Zuckerberg met with a group of news media executives at the Rosewood Sand Hill hotel in Menlo Park after delivering his keynote speech at Facebook’s annual F8 developer conference Tuesday.

The meeting included representatives from BuzzFeed News, the Information, Quartz, the New York Times, CNN, the Wall Street Journal, NBC, Recode, Univision, Barron’s, the Daily Beast, the Economist, HuffPost, Insider, the Atlantic, the New York Post, and others.

We weren’t invited. Does that mean Facebook doesn’t view us as trustworthy? I guess so. So it seems unlikely that he’ll much care about what we have to say, but we’ll say it anyway (though you probably won’t be able to read this on Facebook):

Facebook: You’re Doing It Wrong.

Facebook should never be the arbiter of truth, no matter how much people push it to be. Instead, it can and should be providing tools for its users to have more control. Let them create better filters. Let them apply their own “trust” metrics, or share trust metrics that others create. Or, as we’ve suggested on the privacy front, open up the system to let third parties come in and offer up their own trust rankings. Will that reinforce some echo chambers and filter bubbles? Perhaps. But that’s not Facebook’s fault — it’s part of the nature of human beings and confirmation bias.

Or, hey, Facebook could take a real leap forward and move away from being a centralized silo of information and truly disrupt its own setup — pushing the information and data out to the edges, where the users could have more control over it themselves. And not in the simplistic manner of Facebook’s other “big” announcement of the week about how it’ll now let users opt-out of Facebook tracking them around the web (leaving out that they kinda needed to do this to deal with the GDPR in the EU). Opting out is one thing — pushing the actual data control back to the end users and distributing it is something entirely different.

In the early days of the web, people set up their own websites, and had pretty much full control over the data and what was done there. It was much more distributed. Over time we’ve moved more and more to this silo model in which Facebook is the giant silo where everyone puts their content… and has to play by Facebook’s rules. But with that came responsibility on Facebook’s part for everything bad that anyone did on their platform. And, hey, let’s face it, some people do bad stuff. The answer isn’t to force Facebook to police all bad stuff, it should be to move back towards a system where information is more distributed, and we’re not pressured into certain content because that same Facebook thinks it will lead to the most “engagement.”

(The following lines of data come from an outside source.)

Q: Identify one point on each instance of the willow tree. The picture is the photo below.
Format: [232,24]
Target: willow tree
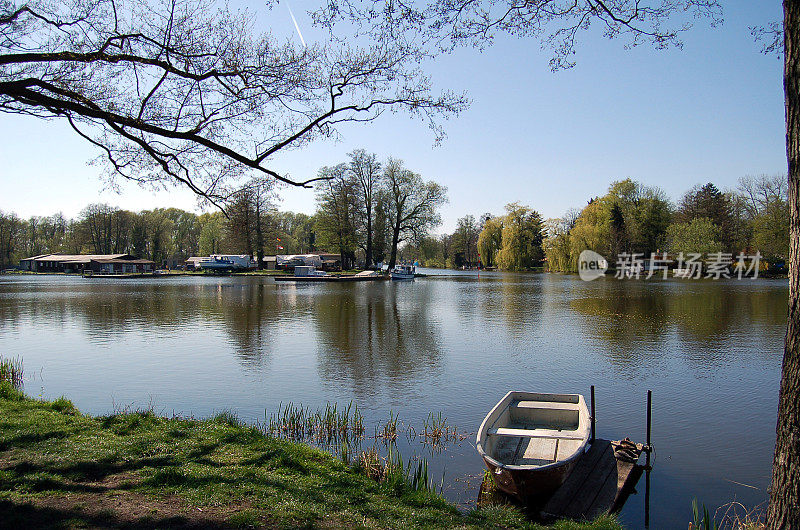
[522,239]
[412,205]
[183,92]
[490,240]
[558,24]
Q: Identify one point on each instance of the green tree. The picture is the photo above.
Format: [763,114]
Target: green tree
[212,226]
[338,212]
[465,242]
[366,170]
[771,229]
[700,235]
[522,239]
[490,240]
[708,202]
[413,205]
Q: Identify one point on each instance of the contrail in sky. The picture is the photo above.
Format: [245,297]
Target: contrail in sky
[295,24]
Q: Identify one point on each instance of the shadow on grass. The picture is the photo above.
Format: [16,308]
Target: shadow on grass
[30,516]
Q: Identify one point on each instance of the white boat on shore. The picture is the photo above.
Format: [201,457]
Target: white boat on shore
[530,442]
[403,272]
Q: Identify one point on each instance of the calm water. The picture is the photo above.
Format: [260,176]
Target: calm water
[452,342]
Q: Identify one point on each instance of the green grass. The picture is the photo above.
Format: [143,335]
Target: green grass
[218,467]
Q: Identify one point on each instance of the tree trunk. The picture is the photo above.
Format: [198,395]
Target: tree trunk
[259,236]
[368,250]
[395,242]
[784,505]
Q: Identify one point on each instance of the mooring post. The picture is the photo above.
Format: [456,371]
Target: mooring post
[647,461]
[592,413]
[649,421]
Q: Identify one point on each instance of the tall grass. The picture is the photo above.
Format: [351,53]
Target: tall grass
[734,516]
[11,370]
[393,472]
[331,424]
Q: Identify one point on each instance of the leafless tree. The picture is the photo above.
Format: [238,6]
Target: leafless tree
[180,91]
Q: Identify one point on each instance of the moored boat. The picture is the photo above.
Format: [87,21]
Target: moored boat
[403,272]
[531,441]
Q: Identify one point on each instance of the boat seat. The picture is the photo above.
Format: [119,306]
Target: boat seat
[547,405]
[535,433]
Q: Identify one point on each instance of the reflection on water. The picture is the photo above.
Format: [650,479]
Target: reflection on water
[451,343]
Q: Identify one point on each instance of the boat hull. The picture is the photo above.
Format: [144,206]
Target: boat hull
[530,442]
[526,484]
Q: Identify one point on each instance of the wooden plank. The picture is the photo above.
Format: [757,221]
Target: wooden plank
[534,433]
[625,491]
[557,503]
[610,495]
[550,405]
[608,492]
[567,448]
[539,451]
[602,477]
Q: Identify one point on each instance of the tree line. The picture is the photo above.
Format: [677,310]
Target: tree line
[365,210]
[629,218]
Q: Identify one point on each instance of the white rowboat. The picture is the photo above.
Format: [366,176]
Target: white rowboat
[530,442]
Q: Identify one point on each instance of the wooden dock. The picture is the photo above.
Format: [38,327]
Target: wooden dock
[600,483]
[330,278]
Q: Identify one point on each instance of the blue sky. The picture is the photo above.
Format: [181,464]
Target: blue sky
[712,111]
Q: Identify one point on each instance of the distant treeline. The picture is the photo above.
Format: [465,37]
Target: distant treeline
[631,218]
[365,211]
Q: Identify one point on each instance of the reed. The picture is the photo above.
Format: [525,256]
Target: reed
[706,522]
[11,370]
[329,425]
[388,431]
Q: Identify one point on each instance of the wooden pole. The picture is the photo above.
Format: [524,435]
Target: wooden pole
[647,463]
[592,413]
[649,421]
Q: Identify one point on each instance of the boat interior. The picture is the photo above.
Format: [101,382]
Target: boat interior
[537,433]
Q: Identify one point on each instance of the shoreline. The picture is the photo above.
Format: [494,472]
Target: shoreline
[137,469]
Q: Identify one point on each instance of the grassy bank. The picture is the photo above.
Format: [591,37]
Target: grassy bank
[60,468]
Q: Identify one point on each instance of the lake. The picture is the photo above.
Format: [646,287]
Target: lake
[454,342]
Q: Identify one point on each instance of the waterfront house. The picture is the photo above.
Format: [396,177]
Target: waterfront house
[109,263]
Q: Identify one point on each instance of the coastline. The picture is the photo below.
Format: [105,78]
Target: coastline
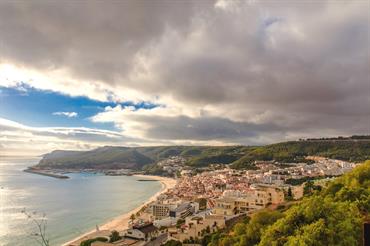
[120,222]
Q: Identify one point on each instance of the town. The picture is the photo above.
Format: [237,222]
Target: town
[202,203]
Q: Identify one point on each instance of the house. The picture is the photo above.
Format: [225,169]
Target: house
[142,232]
[184,210]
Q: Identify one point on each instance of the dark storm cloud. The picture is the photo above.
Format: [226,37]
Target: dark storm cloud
[286,69]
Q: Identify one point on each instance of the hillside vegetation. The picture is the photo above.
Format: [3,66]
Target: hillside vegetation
[240,157]
[333,216]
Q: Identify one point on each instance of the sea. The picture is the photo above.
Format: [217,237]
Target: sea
[67,207]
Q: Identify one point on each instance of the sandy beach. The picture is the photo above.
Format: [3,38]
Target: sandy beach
[120,223]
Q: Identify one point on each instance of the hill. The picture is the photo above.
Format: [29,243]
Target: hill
[333,216]
[239,157]
[100,158]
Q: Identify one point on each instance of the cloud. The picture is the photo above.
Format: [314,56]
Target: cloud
[16,138]
[225,71]
[68,114]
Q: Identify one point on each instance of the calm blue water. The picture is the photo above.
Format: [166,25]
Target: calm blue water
[72,206]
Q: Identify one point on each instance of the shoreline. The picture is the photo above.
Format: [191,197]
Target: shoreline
[120,222]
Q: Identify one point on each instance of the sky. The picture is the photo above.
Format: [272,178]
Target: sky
[82,74]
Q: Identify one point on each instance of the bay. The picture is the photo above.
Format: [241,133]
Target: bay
[72,206]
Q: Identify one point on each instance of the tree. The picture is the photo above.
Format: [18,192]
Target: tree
[132,217]
[308,188]
[114,236]
[289,194]
[41,224]
[173,243]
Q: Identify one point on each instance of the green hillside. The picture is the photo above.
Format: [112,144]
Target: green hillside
[295,151]
[333,216]
[240,157]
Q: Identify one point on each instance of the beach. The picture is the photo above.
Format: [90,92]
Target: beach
[120,223]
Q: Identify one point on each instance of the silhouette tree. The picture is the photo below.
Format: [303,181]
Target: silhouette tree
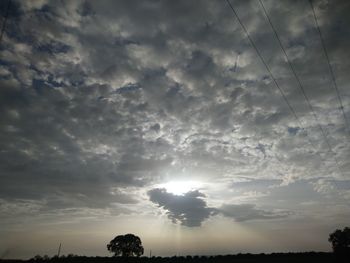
[126,245]
[340,240]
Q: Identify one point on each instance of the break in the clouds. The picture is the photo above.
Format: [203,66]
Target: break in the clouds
[103,102]
[191,209]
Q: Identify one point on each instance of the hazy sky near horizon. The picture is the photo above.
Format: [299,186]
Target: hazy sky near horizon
[158,118]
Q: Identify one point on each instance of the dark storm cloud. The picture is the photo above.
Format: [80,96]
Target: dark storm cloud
[103,95]
[189,209]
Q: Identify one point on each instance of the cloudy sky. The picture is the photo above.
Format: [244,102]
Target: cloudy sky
[158,118]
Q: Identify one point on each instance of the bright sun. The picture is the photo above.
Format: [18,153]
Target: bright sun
[180,187]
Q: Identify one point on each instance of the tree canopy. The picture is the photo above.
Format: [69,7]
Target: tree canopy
[126,245]
[340,240]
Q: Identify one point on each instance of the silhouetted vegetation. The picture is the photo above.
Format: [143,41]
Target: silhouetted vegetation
[126,246]
[239,258]
[130,245]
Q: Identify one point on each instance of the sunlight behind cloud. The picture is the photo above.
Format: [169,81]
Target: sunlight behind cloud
[181,187]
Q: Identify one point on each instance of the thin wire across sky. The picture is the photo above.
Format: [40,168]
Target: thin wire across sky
[296,77]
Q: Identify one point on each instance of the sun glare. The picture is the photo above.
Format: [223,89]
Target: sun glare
[180,187]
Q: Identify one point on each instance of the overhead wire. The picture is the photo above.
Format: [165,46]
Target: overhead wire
[271,75]
[335,85]
[269,71]
[301,86]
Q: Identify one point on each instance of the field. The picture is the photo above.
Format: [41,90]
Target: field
[239,258]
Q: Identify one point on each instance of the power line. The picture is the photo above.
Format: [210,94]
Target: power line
[5,20]
[270,73]
[272,77]
[301,87]
[330,67]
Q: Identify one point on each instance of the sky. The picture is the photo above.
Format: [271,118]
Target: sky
[158,118]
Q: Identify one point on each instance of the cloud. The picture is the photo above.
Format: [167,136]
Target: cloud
[245,212]
[189,209]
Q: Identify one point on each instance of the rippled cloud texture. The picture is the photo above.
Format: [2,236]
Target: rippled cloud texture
[103,101]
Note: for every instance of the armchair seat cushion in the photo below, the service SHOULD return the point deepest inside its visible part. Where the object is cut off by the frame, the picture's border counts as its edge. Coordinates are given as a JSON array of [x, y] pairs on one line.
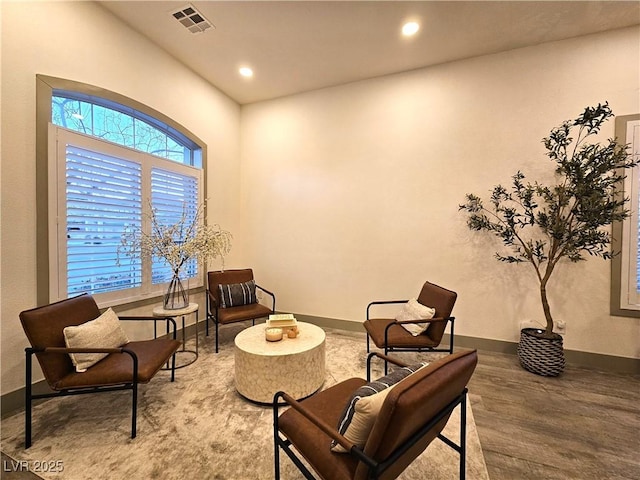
[[244, 312], [312, 443], [117, 368], [398, 337]]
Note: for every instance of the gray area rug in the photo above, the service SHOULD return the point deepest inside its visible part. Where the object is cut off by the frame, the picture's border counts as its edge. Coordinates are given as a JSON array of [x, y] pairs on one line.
[[198, 427]]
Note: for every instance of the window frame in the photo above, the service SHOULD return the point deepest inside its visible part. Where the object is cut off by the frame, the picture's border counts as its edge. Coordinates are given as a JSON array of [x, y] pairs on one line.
[[625, 235], [46, 87]]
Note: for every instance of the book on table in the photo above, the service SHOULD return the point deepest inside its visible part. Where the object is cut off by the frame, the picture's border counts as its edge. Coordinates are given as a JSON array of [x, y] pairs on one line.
[[281, 320]]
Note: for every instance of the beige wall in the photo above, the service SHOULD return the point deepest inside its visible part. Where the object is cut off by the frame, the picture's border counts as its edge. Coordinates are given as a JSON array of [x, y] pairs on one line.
[[350, 193], [80, 41]]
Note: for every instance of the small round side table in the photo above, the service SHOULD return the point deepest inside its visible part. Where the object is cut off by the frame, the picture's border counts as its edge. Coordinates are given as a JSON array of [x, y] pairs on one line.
[[160, 311]]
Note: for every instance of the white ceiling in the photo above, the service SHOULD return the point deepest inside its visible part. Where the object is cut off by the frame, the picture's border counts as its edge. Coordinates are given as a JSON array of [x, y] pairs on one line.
[[296, 46]]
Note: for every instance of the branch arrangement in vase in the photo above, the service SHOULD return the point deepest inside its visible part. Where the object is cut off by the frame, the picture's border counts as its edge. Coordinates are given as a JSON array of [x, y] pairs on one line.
[[178, 242]]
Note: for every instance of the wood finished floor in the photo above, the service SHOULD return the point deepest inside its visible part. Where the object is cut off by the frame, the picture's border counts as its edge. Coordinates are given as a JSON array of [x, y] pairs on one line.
[[584, 424]]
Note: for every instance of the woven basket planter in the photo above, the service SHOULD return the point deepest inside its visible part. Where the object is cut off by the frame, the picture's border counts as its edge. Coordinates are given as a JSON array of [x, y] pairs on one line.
[[542, 356]]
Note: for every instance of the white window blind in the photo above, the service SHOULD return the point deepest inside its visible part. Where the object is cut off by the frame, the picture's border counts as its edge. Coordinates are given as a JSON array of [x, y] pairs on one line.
[[99, 189], [103, 195]]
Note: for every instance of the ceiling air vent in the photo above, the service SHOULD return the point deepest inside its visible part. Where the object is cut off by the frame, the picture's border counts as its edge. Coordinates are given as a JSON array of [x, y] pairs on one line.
[[192, 19]]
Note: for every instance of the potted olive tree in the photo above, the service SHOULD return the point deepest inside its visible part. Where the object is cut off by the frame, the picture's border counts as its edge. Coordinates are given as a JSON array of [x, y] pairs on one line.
[[542, 225]]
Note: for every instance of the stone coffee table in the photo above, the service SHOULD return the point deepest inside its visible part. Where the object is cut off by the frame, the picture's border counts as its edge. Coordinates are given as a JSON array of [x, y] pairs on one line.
[[293, 365]]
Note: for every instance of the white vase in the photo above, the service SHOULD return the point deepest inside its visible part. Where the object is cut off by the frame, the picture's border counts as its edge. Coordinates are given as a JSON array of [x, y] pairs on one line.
[[176, 297]]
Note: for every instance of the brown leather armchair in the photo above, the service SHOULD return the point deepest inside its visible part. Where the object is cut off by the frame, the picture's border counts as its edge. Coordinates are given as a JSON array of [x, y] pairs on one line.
[[122, 369], [388, 333], [414, 413], [223, 314]]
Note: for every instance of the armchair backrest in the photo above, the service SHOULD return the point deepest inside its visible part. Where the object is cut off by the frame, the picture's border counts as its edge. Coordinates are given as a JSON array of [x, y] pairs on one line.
[[44, 328], [412, 404], [226, 277], [443, 301]]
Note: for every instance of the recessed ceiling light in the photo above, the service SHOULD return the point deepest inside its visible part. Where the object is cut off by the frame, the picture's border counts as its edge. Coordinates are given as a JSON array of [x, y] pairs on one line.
[[410, 28], [246, 72]]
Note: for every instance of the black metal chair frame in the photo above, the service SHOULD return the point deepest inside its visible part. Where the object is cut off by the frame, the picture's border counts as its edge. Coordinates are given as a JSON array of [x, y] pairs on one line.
[[214, 316], [388, 349], [133, 385], [375, 468]]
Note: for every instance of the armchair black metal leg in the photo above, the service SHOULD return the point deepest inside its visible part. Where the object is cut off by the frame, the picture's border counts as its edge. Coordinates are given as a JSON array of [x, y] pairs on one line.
[[276, 451], [463, 436], [134, 410], [451, 339], [27, 402]]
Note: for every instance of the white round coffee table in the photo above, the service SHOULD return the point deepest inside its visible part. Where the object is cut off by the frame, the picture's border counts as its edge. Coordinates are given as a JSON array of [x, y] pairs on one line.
[[293, 365]]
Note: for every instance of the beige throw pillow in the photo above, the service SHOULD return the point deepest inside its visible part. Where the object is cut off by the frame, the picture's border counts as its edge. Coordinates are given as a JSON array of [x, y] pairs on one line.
[[414, 310], [366, 412], [103, 332]]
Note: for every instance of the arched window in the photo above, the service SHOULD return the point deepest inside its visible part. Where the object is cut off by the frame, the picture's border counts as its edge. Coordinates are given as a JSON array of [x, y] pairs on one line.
[[109, 165]]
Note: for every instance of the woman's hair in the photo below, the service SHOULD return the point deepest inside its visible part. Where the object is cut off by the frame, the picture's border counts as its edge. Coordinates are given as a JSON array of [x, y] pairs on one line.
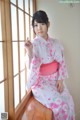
[[40, 17]]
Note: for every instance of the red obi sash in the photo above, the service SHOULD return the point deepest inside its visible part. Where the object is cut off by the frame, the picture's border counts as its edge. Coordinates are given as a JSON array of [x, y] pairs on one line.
[[48, 69]]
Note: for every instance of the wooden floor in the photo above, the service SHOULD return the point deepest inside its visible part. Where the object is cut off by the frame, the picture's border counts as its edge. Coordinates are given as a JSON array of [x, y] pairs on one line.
[[35, 111]]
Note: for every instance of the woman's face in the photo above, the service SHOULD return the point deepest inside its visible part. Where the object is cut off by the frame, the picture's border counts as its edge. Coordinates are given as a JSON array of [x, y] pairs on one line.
[[40, 29]]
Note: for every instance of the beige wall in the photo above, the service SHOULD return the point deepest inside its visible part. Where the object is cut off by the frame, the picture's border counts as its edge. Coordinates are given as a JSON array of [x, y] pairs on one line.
[[65, 25]]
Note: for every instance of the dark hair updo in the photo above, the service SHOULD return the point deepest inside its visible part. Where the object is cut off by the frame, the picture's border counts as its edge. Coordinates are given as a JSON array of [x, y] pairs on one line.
[[40, 17]]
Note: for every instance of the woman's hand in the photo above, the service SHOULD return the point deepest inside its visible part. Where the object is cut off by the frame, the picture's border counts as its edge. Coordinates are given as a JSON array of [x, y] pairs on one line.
[[60, 85], [28, 46]]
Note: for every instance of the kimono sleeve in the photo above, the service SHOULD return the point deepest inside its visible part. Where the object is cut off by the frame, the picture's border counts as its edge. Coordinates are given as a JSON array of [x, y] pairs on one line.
[[62, 73], [34, 68]]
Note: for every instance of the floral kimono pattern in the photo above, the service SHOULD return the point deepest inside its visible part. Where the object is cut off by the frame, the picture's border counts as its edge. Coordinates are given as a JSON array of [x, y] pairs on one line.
[[44, 87]]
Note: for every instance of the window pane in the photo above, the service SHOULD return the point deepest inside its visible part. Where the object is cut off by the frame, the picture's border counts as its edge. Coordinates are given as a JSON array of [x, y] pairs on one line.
[[16, 91], [26, 6], [22, 84], [2, 105], [27, 26], [20, 4], [22, 62], [13, 1], [15, 57], [14, 22], [31, 7], [1, 63], [21, 25]]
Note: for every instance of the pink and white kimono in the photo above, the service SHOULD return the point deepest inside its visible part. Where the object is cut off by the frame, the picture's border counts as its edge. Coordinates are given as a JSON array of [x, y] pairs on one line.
[[44, 86]]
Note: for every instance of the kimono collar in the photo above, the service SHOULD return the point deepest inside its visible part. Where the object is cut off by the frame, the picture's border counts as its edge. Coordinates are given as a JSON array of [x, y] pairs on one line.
[[42, 39]]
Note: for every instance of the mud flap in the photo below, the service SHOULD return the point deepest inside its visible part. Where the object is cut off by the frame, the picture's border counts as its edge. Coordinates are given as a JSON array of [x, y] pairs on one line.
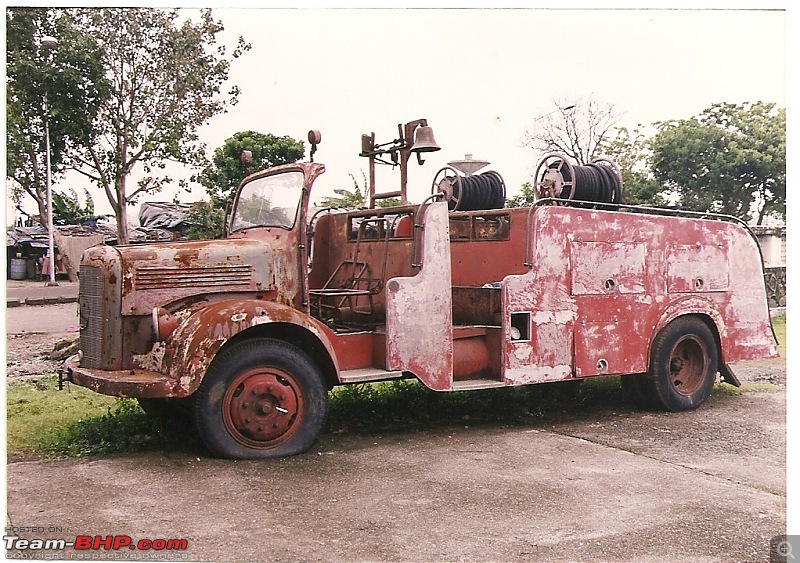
[[728, 376]]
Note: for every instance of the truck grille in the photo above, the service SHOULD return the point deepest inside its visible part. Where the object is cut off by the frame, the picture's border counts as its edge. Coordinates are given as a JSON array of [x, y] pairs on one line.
[[92, 316]]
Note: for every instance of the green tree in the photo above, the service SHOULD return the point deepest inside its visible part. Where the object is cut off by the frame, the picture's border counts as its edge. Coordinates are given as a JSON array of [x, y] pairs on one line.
[[205, 221], [70, 78], [67, 209], [630, 151], [578, 130], [731, 159], [166, 77], [227, 169]]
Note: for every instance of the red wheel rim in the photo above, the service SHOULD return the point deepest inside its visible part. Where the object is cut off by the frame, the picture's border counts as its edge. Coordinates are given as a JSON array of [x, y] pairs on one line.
[[688, 365], [262, 407]]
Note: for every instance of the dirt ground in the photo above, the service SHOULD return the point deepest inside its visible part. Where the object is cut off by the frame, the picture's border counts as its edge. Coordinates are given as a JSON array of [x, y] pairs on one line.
[[617, 485]]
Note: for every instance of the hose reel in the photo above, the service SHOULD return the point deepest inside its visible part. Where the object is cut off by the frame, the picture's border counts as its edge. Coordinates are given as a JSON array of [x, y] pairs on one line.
[[598, 182], [470, 193]]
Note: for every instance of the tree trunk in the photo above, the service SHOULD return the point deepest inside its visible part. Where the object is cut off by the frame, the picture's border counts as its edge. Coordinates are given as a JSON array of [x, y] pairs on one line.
[[121, 211], [65, 259]]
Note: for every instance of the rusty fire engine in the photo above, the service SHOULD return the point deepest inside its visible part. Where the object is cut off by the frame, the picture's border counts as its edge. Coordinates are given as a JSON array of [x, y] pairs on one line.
[[458, 291]]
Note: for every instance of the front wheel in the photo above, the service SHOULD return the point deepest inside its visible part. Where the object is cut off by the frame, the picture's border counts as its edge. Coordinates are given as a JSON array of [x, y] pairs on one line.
[[683, 365], [261, 398]]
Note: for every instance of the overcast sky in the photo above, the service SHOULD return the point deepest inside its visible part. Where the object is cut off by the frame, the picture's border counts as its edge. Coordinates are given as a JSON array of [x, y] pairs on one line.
[[480, 77]]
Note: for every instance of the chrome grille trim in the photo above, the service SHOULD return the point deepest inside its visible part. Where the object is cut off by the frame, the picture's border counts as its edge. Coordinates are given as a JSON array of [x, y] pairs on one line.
[[92, 317]]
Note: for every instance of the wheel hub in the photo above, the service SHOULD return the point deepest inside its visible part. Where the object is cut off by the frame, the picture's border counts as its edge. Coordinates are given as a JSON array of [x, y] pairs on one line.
[[261, 406], [688, 366]]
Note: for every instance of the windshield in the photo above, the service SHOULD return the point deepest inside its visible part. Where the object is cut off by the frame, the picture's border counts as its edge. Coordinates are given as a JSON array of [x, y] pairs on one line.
[[269, 202]]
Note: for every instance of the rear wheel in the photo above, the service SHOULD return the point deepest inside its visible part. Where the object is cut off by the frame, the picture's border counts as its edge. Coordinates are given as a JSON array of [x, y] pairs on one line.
[[683, 365], [261, 398]]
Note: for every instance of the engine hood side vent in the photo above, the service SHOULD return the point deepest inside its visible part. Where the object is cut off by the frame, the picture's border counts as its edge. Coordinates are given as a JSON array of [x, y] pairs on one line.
[[230, 277]]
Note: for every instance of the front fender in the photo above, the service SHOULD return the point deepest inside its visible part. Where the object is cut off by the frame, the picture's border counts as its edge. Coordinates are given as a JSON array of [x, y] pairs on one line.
[[196, 341]]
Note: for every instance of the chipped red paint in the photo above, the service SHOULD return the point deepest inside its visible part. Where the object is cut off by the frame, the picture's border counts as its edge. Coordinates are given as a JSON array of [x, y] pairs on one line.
[[419, 327], [501, 297]]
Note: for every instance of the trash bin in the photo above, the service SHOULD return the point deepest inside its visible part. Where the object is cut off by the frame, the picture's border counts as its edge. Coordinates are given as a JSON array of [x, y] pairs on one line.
[[19, 269]]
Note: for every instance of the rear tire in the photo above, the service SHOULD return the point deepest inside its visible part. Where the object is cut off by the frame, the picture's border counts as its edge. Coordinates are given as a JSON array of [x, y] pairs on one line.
[[261, 398], [683, 365]]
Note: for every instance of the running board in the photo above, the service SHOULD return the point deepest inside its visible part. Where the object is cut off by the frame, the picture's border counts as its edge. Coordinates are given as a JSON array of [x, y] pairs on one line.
[[366, 375], [470, 384]]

Push the content and the data out and focus on the thing that Facebook has always been better at at it’s core: the connection function. Connect people, but don’t control all of the content. Don’t feel the need to police the content. Don’t feel the need to decide who’s trustworthy and who isn’t. Be the protocol, not the platform, and open up the system so that anyone else can provide a trust overlay, and let those overlays compete. It would take Facebook out of the business of having to decide what’s good and what’s bad and would give end users much more control.

Facebook, of course, seems unlikely to do this. The value of the control is that it allows them to capture more of the money from the attention generated on their platform. But, really, if it doesn’t want to keep dealing with these headaches, it seems like the only reasonable way forward.